First, both Pinker and Haidt are making the enlightenment error of equality of individuals, and of individualism instead of a population of man as a division of intertemporal knowledge and labor. (See my video on the subject.) We evolve first under this inter-temporal distribution of biases, and second under cultural adaptation, and third under everything else. Genders, distribution of gender bias, and the fact that genders are constructed from a female base, guarantee that.

Second, as far as I know, Pinker is making an argument against the evolution by multi-level selection of altruism. This is the purpose of his article. And I agree with him. And in Propertarianism I explain why.

Third, (if you read the comments it’s obvious) is that group and multi-level selection are pretty rigorous mathematically described facts. Pinker isn’t saying that it isn’t. He’s saying that we can’t fantasize that altruism developed because of group selection (I argue that aggression defeats altruism and is currently doing so – high trust westerners are not aggressive enough.)
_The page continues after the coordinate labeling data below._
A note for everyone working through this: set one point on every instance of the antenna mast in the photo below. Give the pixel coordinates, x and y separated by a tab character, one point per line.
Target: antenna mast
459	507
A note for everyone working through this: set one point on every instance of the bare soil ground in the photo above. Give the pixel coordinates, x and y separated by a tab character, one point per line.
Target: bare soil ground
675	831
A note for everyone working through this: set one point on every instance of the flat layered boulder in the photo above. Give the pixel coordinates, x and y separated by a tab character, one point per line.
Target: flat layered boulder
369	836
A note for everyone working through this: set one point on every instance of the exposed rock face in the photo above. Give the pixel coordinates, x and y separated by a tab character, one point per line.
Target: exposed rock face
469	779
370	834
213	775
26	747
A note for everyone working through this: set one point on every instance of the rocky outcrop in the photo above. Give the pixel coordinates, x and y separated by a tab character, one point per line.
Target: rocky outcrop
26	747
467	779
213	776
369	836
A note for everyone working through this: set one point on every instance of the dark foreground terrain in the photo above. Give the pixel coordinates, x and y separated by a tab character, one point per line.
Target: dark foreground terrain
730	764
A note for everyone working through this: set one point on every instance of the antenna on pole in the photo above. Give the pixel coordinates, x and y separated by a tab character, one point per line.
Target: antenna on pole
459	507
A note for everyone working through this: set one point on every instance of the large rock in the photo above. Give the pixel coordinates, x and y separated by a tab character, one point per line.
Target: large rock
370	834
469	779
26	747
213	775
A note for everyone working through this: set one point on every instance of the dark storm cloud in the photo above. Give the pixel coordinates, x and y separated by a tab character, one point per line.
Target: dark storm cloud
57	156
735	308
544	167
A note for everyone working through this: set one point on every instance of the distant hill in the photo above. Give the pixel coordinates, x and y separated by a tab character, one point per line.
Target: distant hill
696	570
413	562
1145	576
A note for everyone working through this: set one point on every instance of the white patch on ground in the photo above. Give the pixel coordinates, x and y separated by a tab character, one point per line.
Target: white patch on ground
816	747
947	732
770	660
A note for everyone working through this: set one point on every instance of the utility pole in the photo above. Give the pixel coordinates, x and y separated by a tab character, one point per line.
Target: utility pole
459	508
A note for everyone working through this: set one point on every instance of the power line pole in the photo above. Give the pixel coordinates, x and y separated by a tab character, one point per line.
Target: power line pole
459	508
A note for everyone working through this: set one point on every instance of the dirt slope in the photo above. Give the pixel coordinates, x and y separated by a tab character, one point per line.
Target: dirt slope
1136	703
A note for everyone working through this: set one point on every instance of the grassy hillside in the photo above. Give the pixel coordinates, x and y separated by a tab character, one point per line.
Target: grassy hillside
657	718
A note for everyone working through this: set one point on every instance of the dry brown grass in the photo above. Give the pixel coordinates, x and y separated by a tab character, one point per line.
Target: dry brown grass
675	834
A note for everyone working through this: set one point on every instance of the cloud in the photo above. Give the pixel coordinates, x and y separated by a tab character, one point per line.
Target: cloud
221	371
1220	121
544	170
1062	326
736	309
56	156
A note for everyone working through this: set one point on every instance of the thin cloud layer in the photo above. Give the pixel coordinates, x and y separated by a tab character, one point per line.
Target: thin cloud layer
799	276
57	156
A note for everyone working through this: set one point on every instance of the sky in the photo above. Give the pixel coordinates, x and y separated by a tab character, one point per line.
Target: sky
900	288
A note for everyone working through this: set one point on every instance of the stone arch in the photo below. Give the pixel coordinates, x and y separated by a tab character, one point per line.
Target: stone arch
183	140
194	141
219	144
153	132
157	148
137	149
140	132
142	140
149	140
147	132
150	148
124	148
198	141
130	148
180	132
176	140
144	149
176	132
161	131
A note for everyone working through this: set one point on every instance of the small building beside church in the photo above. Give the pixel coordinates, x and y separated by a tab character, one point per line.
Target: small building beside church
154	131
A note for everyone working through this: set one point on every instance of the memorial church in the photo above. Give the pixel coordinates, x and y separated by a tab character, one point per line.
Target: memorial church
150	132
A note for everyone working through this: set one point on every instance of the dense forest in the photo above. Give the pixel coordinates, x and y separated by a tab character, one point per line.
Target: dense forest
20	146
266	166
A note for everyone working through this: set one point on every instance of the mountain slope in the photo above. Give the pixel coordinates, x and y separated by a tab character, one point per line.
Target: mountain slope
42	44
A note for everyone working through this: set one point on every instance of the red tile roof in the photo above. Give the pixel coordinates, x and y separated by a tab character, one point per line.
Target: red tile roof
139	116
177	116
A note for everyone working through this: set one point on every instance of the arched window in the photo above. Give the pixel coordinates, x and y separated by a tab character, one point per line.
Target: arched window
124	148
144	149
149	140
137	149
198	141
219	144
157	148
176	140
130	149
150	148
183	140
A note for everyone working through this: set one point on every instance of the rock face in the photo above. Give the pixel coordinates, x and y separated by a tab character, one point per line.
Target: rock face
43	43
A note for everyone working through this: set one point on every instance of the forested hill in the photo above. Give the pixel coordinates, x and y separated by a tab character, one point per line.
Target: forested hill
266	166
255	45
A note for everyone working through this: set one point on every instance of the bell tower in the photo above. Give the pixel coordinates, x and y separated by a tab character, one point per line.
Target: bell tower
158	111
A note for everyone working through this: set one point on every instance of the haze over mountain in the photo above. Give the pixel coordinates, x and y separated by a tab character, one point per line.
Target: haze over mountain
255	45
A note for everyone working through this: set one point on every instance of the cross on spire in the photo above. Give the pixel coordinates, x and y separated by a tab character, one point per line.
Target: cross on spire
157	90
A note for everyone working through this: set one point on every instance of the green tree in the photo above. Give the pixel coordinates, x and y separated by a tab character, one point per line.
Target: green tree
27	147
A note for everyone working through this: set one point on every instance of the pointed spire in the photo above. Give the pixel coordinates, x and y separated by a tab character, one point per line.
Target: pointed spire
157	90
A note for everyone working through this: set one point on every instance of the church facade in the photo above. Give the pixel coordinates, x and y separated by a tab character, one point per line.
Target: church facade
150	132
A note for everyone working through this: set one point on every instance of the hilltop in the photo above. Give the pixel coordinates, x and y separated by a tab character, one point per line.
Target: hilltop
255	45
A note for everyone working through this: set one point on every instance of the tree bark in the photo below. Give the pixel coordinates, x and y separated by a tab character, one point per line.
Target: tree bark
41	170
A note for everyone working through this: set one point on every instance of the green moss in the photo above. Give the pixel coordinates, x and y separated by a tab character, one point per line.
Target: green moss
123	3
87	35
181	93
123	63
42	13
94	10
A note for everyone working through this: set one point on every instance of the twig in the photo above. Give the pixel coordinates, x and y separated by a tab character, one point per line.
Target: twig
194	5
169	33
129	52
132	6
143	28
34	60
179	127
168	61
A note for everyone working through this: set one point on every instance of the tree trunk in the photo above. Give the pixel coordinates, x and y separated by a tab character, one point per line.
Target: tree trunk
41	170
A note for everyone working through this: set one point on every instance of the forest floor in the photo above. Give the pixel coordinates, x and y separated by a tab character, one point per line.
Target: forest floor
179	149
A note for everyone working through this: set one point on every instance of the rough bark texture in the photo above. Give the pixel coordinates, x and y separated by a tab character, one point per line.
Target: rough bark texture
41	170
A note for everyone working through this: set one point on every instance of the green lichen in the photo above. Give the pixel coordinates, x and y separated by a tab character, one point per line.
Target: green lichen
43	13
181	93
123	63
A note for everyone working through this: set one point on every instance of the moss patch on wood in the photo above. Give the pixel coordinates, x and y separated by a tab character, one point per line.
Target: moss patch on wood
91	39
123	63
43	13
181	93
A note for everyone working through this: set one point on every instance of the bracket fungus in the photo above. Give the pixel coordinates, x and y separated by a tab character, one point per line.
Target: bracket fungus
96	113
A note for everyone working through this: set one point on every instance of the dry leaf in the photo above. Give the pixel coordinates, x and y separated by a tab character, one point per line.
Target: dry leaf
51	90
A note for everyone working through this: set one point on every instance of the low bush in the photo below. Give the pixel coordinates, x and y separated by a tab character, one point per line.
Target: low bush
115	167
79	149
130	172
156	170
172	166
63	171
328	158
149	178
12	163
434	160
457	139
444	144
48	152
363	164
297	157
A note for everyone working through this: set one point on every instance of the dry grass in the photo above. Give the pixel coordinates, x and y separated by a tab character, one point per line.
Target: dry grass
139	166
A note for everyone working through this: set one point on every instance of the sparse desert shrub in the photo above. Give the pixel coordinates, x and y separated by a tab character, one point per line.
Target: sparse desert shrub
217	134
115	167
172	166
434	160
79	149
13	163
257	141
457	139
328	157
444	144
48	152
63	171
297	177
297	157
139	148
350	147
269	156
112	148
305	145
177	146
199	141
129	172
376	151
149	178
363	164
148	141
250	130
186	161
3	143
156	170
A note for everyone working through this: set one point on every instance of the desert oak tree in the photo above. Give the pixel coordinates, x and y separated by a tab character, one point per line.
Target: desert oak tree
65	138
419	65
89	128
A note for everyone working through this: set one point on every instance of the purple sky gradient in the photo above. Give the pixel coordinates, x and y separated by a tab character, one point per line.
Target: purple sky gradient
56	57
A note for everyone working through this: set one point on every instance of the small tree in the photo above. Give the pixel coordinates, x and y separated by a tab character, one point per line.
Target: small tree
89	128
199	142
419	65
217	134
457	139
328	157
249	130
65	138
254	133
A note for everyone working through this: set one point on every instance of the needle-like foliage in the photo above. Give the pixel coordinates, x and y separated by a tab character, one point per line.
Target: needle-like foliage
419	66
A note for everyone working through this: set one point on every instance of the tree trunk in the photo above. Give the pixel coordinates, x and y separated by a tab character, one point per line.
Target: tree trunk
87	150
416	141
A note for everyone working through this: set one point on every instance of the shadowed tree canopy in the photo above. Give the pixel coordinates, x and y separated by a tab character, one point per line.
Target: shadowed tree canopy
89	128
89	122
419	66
Fourth, (if you read the comments) the argument is partly a problem of verbalism. And to some degree, pinker is playing too much psychologist and telling us not to think in fuzzy terms, and not so much that multi-level selection doesn’t occur. It’s that it doesn’t occur the way we think it has. Now, it is this point I disagree with since as far as I know, the very great differences between the competing populations is determined by a wide variation in the distribution of only four things: (1) intelligence, (2) aggression, (3) impulsivity, and (4) fear of unfamiliar people. And that list may be in fact reducible to two: impulsivity and intelligence. Just as a wide variety of behavior is reducible to the solipsistic(female bias) and autistic(male bias) spectrum. Great complexity arises from the interaction of only two or three spectra. Emotions are a great example: as far as I know, we have only three, and our rich range of emotional experience is produced by combinations of levels of those emotions. And as I have written extensively, all of these emotions can be explained as reactions to change in state of property-en-toto (reactions to acquisition or loss).

Fifth, and I think this isn’t terribly complicated: norms are sticky and group strategy is sticky, and populations breed to take advantage of status under norms. This is just a mathematically describable problem and as far as I know it’s pretty solid:

Sixth, as far as I know, Haidt’s correct identification of moral intuitions, holds under Propertarianism. So whatever Haidt’s justification for these traits, it is immaterial. In my first few propertarian arguments I made the point that MY CONTRIBUTION was to tie Haidt’s OBSERVATIONS and descriptions, to CAUSALITY. And that Propertarianism correctly describes that causality: acquisitiveness, and the utility of cooperation only in so far as it improved acquisition.

CLOSING

So the debate here is not concrete. Pinker is doing no more than making a cautionary argument against the development of altruism by selfish creatures, as anything other than yet another selfish act. And he is correct.

Everyone else is saying that cultural norms drive reproductive adaptation. And they are correct. And that multi-level selection is the product of cultural biases incorporated in genes.

So this whole argument is a lot of nonsense between geeks as to the effect of their as-yet-imprecise language on the non-scientific community. And it is not so much a debate about facts.

And furthermore, you have to look at these men as part of the REACTION to postmodern lies – they are all engaged in trying to overthrow the deceits of 150 years of postmodern reactionary thought. I am not sure that they have (As I have) joined The Dark

Enlightenment, in trying to overthrow not just the postmoderns and the pseudoscientists, but the enlightenment fallacy of equality and democracy. They are concerned about the consequences of language because they are well aware of the consequences of language.